Still, UCLA came into Saturday’s game expecting improvement after two weeks of practice. Worried about matching the Oregon State offense -- among the Pac-10’s best -- they were hoping for a low-scoring affair.
That meant containing Beavers running back Jacquizz Rodgers, the Pac-10’s leading rusher, and UCLA did a respectable job -- at first.
Though Rodgers found creases to run through, the Bruins managed a 3-3 score at halftime by coming up with big plays on defense.
When Oregon State quarterback Sean Canfield fumbled just short of the end zone, UCLA safety Rahim Moore pounced on the ball.
Soon after, with Oregon State driving past midfield, Moore made a leaping interception at the goal line to defuse another threat.
“I think early in the game we played well,” UCLA linebacker Reggie Carter said.
But the UCLA offense is like an unreliable car -- sometimes it runs just fine, other times it breaks down and sits by the side of the road.
The Bruins came out with a hint of a running game, Bell gaining 40 yards in the first quarter.
It didn’t last. UCLA continually lost the battle at the line of scrimmage and ended up with a meager 48 yards on the ground.
Playing behind that struggling line, quarterback Kevin Craft made poor choices. The junior completed only 20 of 42 passes for 189 yards and had two interceptions.
The game turned in the third quarter, the Bruins’ offense pinned against its goal line and unable to move. A short punt left Oregon State with a short field and Canfield, subbing for an injured Lyle Moevao, threw an 18-yard touchdown pass to Sammie Stroughter for a 10-3 lead.
If the defense had a weakness Saturday, it was the occasional long pass. On Oregon State’s next possession, Canfield hit Stroughter for 44 yards and Rodgers scored from a yard out.
The score was 17-3 and the crowd of 83,478 would soon head for the parking lot.

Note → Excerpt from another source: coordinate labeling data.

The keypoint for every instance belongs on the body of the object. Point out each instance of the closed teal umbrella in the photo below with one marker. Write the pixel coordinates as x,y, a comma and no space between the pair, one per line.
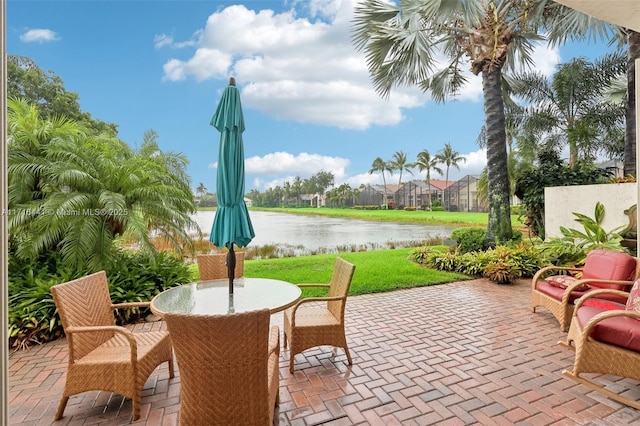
232,224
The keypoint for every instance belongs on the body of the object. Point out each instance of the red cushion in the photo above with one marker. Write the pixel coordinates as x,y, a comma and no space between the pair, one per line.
605,305
622,332
633,302
609,265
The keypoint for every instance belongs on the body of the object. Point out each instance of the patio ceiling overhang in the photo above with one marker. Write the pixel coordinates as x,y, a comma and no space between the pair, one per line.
624,13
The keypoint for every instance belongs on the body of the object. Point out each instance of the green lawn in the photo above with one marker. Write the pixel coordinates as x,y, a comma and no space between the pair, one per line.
376,271
415,217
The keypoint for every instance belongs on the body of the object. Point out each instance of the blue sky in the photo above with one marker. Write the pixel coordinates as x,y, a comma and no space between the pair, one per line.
306,94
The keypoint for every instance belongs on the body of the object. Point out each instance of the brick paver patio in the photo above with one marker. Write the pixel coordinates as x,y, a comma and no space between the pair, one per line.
462,353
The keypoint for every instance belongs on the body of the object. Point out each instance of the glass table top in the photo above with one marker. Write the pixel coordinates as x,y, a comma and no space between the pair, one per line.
212,297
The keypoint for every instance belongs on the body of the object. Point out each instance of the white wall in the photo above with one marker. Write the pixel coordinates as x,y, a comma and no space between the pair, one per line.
561,201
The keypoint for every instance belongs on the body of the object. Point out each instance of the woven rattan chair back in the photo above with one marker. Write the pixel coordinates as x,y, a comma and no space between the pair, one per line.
319,321
103,356
339,287
81,303
214,266
223,367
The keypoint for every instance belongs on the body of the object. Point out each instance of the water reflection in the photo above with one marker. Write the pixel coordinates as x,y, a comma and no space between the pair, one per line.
312,234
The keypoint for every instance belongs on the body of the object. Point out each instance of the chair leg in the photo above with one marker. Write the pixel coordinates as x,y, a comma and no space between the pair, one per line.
61,407
171,368
602,390
346,351
135,409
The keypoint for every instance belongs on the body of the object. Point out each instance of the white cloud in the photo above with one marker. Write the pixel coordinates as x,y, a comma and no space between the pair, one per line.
39,35
300,65
276,168
304,165
163,40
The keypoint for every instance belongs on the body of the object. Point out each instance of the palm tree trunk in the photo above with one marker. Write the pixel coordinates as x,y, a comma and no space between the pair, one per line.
384,182
499,225
446,189
428,189
633,42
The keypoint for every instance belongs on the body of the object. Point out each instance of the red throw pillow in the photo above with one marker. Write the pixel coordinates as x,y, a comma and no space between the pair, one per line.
633,302
564,281
605,305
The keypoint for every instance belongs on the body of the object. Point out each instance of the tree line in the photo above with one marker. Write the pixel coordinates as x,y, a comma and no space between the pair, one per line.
430,43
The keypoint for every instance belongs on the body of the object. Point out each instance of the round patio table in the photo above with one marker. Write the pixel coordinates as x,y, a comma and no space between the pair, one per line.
213,298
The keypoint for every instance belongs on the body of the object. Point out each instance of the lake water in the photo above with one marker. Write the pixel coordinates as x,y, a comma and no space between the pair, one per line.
309,234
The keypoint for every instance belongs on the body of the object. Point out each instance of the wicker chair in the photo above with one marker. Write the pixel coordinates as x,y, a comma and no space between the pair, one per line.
602,269
606,338
103,356
214,266
229,369
316,321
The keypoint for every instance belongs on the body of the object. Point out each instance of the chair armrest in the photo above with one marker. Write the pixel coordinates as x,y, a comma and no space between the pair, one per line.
313,285
605,315
274,341
594,294
572,286
538,276
102,328
309,300
130,305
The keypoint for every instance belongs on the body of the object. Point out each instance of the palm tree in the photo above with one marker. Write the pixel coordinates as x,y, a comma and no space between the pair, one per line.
201,190
569,109
404,44
569,24
77,193
450,158
633,53
399,162
424,161
379,165
296,189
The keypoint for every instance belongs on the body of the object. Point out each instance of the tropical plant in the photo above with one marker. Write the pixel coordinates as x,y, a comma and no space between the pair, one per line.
45,90
133,277
569,24
201,190
404,44
551,171
501,264
570,111
379,165
399,162
450,158
572,248
77,193
425,162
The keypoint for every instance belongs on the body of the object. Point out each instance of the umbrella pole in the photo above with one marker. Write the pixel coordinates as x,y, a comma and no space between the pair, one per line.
231,267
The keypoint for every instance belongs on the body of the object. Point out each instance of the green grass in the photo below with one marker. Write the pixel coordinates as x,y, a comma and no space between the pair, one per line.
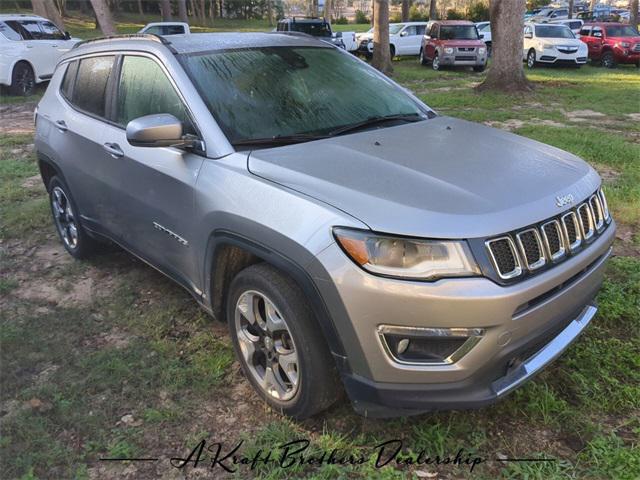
141,347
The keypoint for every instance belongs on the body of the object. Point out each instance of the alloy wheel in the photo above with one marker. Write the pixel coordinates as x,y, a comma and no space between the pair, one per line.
267,346
64,217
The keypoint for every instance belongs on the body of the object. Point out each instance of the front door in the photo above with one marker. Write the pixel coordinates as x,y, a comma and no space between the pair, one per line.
153,188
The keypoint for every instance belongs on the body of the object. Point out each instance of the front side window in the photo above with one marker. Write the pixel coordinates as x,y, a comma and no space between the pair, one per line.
259,93
144,89
458,32
33,27
89,92
622,31
51,32
547,31
10,33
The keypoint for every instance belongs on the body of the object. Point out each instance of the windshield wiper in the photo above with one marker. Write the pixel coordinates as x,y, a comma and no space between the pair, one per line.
378,120
279,140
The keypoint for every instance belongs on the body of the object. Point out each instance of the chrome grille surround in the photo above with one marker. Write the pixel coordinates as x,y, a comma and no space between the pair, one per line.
596,210
538,257
517,270
553,252
570,224
586,221
533,248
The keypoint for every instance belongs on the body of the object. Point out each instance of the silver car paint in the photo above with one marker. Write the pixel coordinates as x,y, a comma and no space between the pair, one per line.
437,178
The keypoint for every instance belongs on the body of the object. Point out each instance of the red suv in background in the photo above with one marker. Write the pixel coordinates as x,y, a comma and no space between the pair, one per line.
612,43
453,42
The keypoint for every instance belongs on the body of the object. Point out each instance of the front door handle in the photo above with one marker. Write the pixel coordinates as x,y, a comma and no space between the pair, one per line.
114,149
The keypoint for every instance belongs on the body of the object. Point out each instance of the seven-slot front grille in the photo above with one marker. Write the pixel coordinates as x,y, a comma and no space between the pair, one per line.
532,248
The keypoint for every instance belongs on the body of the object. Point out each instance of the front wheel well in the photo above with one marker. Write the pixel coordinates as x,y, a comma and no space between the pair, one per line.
229,260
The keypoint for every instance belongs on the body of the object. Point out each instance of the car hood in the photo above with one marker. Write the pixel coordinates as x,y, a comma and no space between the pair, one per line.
441,178
570,42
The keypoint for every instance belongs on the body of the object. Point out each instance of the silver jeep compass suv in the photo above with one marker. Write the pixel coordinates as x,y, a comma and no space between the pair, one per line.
351,238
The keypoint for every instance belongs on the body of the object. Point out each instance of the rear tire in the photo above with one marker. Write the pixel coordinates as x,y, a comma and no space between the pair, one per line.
23,80
66,219
608,60
278,344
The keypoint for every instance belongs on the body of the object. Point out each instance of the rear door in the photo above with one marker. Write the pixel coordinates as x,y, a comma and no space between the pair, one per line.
152,189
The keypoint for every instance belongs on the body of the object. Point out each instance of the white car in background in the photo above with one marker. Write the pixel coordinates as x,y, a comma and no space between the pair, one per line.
404,39
484,30
575,24
166,28
30,47
552,44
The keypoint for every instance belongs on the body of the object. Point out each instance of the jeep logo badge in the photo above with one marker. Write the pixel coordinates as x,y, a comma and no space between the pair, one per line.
563,200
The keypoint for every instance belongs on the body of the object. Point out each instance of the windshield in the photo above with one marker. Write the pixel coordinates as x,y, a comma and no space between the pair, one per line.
458,32
547,31
268,92
317,29
622,31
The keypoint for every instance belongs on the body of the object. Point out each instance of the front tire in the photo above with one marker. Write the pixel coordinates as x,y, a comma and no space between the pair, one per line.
278,344
23,80
66,219
608,60
531,59
435,63
422,59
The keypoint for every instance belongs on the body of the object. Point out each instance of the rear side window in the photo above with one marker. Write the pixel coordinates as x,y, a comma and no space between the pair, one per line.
10,33
69,79
144,89
90,89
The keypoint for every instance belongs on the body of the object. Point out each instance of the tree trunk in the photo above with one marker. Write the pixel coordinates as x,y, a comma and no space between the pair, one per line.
39,8
507,23
165,10
405,10
103,17
182,11
381,53
433,10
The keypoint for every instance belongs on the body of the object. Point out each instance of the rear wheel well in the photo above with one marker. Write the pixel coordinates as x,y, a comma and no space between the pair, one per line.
229,260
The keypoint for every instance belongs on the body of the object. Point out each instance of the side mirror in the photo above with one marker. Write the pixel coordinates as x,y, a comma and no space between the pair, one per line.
160,130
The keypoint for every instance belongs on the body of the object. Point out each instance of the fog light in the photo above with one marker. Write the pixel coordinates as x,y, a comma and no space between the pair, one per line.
427,346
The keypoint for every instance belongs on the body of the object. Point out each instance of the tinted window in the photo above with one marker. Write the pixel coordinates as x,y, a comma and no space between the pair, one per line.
69,78
263,92
51,32
90,89
9,32
33,28
144,89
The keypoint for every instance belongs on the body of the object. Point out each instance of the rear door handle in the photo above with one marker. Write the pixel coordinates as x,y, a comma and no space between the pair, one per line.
114,149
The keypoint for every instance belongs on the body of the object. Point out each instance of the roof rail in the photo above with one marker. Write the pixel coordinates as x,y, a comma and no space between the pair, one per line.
130,36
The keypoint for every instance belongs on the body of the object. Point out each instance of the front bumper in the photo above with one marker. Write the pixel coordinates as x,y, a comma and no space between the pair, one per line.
514,318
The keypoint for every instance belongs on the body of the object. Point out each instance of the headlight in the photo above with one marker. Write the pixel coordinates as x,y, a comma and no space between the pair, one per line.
407,257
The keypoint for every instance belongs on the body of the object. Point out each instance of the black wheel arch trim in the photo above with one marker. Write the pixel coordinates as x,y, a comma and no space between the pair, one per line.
223,237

“We were not protecting up front, we were not making good decisions,” offensive coordinator Norm Chow said. “It’s tough to deal with.”

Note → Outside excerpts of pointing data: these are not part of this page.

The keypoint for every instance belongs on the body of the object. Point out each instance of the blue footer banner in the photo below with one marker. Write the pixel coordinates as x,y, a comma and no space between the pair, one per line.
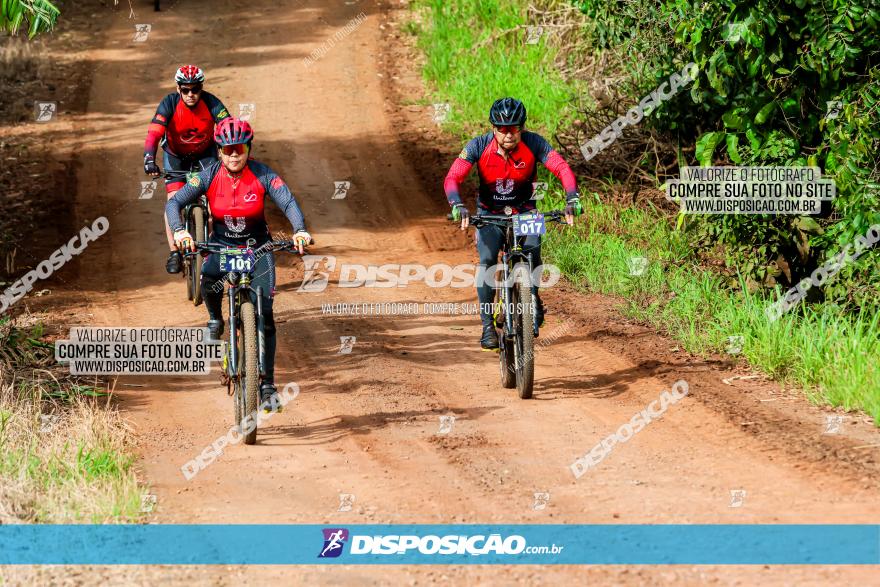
440,544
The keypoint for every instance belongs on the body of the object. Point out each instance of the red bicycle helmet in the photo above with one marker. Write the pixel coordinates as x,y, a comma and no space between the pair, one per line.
232,131
189,74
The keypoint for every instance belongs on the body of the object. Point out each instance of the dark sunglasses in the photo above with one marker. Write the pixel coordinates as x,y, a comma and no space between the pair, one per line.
230,149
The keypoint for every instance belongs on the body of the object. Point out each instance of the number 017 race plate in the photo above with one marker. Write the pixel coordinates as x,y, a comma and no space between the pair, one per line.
529,224
237,260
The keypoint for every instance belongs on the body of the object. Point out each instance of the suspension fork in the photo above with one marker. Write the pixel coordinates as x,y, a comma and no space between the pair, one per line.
233,335
261,334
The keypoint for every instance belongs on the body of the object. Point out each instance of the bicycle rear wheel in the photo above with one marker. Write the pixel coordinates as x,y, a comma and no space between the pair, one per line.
525,334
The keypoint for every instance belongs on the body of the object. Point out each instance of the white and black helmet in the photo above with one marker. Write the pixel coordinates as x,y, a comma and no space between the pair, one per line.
507,112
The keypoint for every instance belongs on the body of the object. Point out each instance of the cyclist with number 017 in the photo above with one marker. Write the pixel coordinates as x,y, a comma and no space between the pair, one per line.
506,158
236,188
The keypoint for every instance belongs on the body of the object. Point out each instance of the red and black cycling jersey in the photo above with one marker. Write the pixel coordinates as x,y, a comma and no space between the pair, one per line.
507,181
237,201
187,131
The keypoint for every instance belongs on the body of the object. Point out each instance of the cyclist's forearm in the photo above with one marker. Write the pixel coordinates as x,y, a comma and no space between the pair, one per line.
155,132
558,167
456,176
285,200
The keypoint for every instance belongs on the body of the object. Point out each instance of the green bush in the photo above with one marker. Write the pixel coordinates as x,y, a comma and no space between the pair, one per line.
768,71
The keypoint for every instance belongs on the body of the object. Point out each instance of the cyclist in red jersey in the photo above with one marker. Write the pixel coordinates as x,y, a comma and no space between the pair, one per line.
506,160
184,127
236,188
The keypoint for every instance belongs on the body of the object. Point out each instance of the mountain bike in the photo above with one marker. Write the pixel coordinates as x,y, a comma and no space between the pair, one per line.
515,302
194,220
244,365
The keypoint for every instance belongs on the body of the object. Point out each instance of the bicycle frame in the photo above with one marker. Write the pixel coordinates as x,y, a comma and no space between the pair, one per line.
511,252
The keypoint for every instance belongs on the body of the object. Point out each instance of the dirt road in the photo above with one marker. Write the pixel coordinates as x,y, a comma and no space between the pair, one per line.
367,423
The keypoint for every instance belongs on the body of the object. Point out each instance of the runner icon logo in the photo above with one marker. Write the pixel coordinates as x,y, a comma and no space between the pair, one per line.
317,272
334,541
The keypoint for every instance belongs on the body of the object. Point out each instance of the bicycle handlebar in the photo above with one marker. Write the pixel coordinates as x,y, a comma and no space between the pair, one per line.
288,246
502,219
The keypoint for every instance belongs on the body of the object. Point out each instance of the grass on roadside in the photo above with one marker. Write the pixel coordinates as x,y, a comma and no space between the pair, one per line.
476,53
833,356
65,452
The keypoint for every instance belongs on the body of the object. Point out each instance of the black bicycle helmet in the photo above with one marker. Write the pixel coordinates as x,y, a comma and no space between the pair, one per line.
507,112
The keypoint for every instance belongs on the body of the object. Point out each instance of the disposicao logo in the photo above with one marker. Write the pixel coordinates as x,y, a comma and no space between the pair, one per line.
334,540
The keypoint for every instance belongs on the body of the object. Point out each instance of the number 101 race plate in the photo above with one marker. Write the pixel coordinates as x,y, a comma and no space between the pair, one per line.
237,260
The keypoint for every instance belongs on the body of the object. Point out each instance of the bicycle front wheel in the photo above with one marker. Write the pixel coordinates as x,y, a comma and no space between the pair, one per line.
249,373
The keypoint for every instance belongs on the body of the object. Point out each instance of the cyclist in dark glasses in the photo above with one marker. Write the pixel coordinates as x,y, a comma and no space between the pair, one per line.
184,126
236,188
506,160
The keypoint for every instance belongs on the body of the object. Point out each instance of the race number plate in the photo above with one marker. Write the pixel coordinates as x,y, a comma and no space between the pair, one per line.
237,261
530,224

UCLA mustered a spasm of offense to kick another field goal, but it was too little, too late.
Both of Craft’s interceptions came in the fourth quarter, both converted into Oregon State touchdowns. Another shaky UCLA punt led to a field goal for the Beavers, now heated up offensively.
Canfield passed for 222 yards and two touchdowns. Rodgers found more and more room, finishing with 144 yards in 31 carries.
All of which got the Beavers -- in the thick of the conference race at 6-3, 5-1 -- imagining a return to Pasadena for the Rose Bowl.
“That’s something that was in the back of everyone’s mind,” Canfield said.
Meanwhile, the Bruins are left to regroup for next weekend’s visit to Washington, where the Huskies are winless and hope flickers. It’s a matter of keeping the team together, Harwell said.
“Can’t be mad at the offense,” he said. “Can’t be mad at anybody.”